Six weeks before the battle of Summit Springs, on May 30, 1869, Cheyenne dog soldiers pillaged homesteads near present-day Lincoln, Kansas. Two women, Susanna Alderdice and Maria Weichel, were taken captive. Thirteen white settlers were killed including Maria’s husband and three of Susanna’s four children. Miraculously, Alderdice’s four-year old son Willis survived even though his injuries included five arrows in the back. Sadly, he would never be reunited with his mother.
The incident prompted Major Eugene A. Carr to lead the 5th U. S. Calvary and a battalion of Pawnee scouts under Major Frank North on a campaign to rid the Republican River Territory of Native Americans. They set out from Fort McPherson in Nebraska and would not encounter the Native Americans until July 8 when Cheyenne dog soldiers attempted to steal some of the company’s horses during a midnight raid.
Once Chief Tall Bull realized his people, numbering up to 450, were camped in close proximity to an army now aware of their nearby presence, he had his people branch out in three separate directions. Gradually, they would come back together and disperse once again braiding trails in the grassland that served to confuse their pursuers. This evasive strategy had successfully worked for Tall Bull in the past, but now it failed him.

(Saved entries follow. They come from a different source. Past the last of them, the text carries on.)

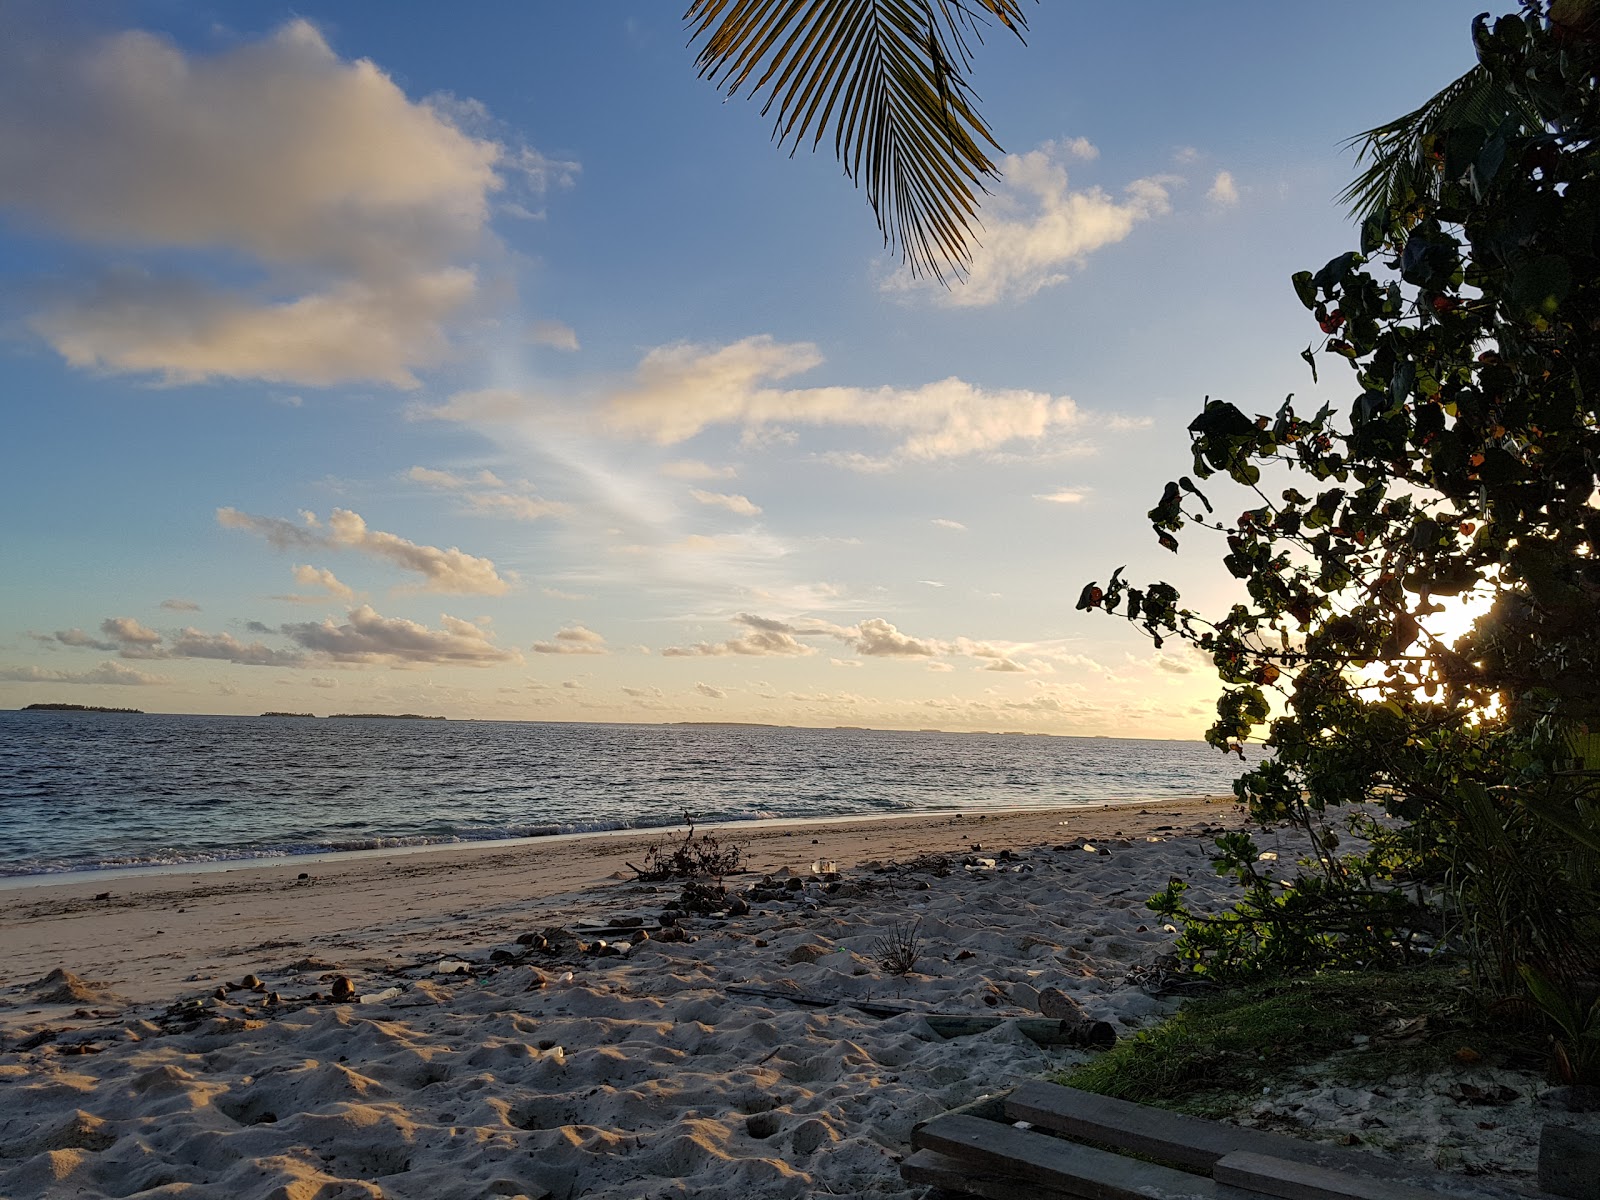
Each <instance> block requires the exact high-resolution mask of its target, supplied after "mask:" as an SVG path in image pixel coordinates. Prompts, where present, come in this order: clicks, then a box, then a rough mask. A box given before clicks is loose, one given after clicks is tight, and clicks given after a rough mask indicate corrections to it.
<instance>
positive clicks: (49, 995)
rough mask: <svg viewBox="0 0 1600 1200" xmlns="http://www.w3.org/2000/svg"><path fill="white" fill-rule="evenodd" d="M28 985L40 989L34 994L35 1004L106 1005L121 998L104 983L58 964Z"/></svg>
mask: <svg viewBox="0 0 1600 1200" xmlns="http://www.w3.org/2000/svg"><path fill="white" fill-rule="evenodd" d="M27 987H29V990H34V989H35V987H37V989H40V990H38V992H35V994H34V1003H35V1005H104V1003H117V1002H118V1000H120V997H118V995H117V994H115V992H112V990H110V989H109V987H106V986H104V984H96V982H90V981H86V979H80V978H78V976H75V974H72V971H69V970H66V968H62V966H58V968H56V970H54V971H51V973H50V974H46V976H45V978H43V979H35V981H34V982H30V984H29V986H27Z"/></svg>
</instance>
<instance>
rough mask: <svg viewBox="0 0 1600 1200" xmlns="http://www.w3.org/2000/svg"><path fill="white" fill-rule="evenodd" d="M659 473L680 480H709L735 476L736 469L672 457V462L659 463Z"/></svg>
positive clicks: (695, 460) (690, 459)
mask: <svg viewBox="0 0 1600 1200" xmlns="http://www.w3.org/2000/svg"><path fill="white" fill-rule="evenodd" d="M661 474H662V475H666V477H667V478H682V480H710V478H736V477H738V474H739V472H738V470H736V469H734V467H714V466H710V464H709V462H699V461H696V459H691V458H680V459H674V461H672V462H662V464H661Z"/></svg>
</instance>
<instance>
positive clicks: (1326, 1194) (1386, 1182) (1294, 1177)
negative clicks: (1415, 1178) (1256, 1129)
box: [1211, 1150, 1442, 1200]
mask: <svg viewBox="0 0 1600 1200" xmlns="http://www.w3.org/2000/svg"><path fill="white" fill-rule="evenodd" d="M1211 1178H1213V1179H1216V1181H1218V1182H1219V1184H1234V1186H1237V1187H1245V1189H1248V1190H1251V1192H1264V1194H1266V1195H1278V1197H1285V1200H1440V1195H1442V1192H1437V1190H1435V1189H1432V1187H1416V1186H1414V1184H1408V1182H1402V1181H1398V1179H1374V1178H1373V1176H1370V1174H1355V1173H1354V1171H1333V1170H1330V1168H1326V1166H1317V1165H1314V1163H1301V1162H1291V1160H1288V1158H1274V1157H1270V1155H1266V1154H1250V1152H1248V1150H1235V1152H1234V1154H1224V1155H1222V1157H1221V1158H1218V1160H1216V1165H1214V1166H1213V1168H1211Z"/></svg>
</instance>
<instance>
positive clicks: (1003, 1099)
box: [910, 1088, 1013, 1142]
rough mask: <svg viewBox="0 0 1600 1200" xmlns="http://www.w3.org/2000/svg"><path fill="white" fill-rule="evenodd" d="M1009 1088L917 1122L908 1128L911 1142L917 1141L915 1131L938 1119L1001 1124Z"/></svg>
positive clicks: (1011, 1090) (966, 1101)
mask: <svg viewBox="0 0 1600 1200" xmlns="http://www.w3.org/2000/svg"><path fill="white" fill-rule="evenodd" d="M1011 1091H1013V1090H1011V1088H1005V1090H1003V1091H997V1093H994V1094H992V1096H979V1098H978V1099H971V1101H966V1104H962V1106H958V1107H955V1109H950V1110H949V1112H941V1114H939V1115H938V1117H930V1118H928V1120H926V1122H917V1123H915V1125H912V1126H910V1138H912V1142H915V1141H917V1131H918V1130H922V1126H923V1125H926V1123H928V1122H936V1120H939V1117H979V1118H981V1120H986V1122H1003V1120H1005V1101H1006V1096H1010V1094H1011Z"/></svg>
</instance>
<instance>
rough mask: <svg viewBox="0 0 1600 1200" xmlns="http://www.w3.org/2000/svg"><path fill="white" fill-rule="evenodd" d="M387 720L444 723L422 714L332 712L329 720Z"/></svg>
mask: <svg viewBox="0 0 1600 1200" xmlns="http://www.w3.org/2000/svg"><path fill="white" fill-rule="evenodd" d="M341 718H344V720H387V722H442V720H445V718H443V717H427V715H424V714H421V712H330V714H328V720H341Z"/></svg>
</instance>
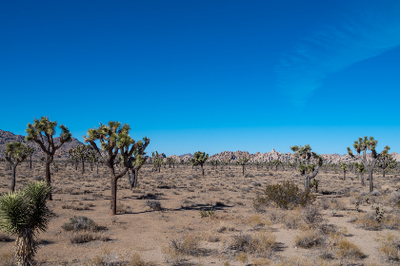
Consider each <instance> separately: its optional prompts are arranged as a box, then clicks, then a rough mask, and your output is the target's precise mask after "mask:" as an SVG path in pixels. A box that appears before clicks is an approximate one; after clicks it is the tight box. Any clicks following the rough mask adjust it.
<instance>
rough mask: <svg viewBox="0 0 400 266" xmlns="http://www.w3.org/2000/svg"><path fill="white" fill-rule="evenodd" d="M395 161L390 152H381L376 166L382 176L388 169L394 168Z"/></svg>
mask: <svg viewBox="0 0 400 266" xmlns="http://www.w3.org/2000/svg"><path fill="white" fill-rule="evenodd" d="M396 166H397V161H396V160H395V159H394V158H393V157H392V155H391V154H389V153H386V154H383V155H382V156H381V157H380V158H379V160H378V167H379V168H380V169H381V170H382V175H383V178H385V175H386V173H387V172H388V171H389V170H390V169H395V168H396Z"/></svg>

The Pawnee scouts with Carr correctly guessed that he was aiming for the South Platte River and caught up with him on July 11, 1869. Tall Bull and his people had arrived on its banks the previous day, but confident that they had left their pursuers far behind – and in order to give the women, children, and elderly a chance to rest – he set up camp in the bluffs before fording the river. Some sources say that instead of being tied to their owner’s tipis, most horses were pastured away from camp and that the morning of July 11 was foggy. Both of these factors delayed their river crossing and Carr launched his assault that afternoon around 3:00. The attack caught the Native Americans by surprise.
A fifteen-year old Cheyenne herd boy bravely stampeded the pastured horses into the camp which enabled many of his people to escape, but he was killed during the assault. Some of the women and children took refuge in a nearby ravine while warriors tried to protect them. Tall Bull died defending his people as did Heavy Furred Wolf, who was perhaps the last Cheyenne Dog Soldier to stake his dog rope.
Dog ropes were made out of rawhide leather and decorated with porcupine quills and feathers. One end was tied to a red wooden picket-pin. Only the bravest warriors carried dog ropes. During combat, a Cheyenne warrior would put the pin in the ground as a sign of perseverance and standing one’s ground. They area over which the dog soldiers could fight was limited to the length of the rope. Dog soldiers could not remove the pin until their people had safely retreated or a comrade removed it, so it was used as a last resort.
At the battle’s end, 52 Cheyenne and Lakota had been killed, 17 women and children had been captured, 418 horses and mules were gained, and up to 84 lodges were burned to the ground. Susanna Alderdice was the only non-Indian casualty killed by a tomahawk strike to the face during the battle. William F. Cody, a.k.a. Buffalo Bill, fought as a scout in the battle, and a re-enactment of the Battle of Summit Springs was frequently featured in his Wild West Show.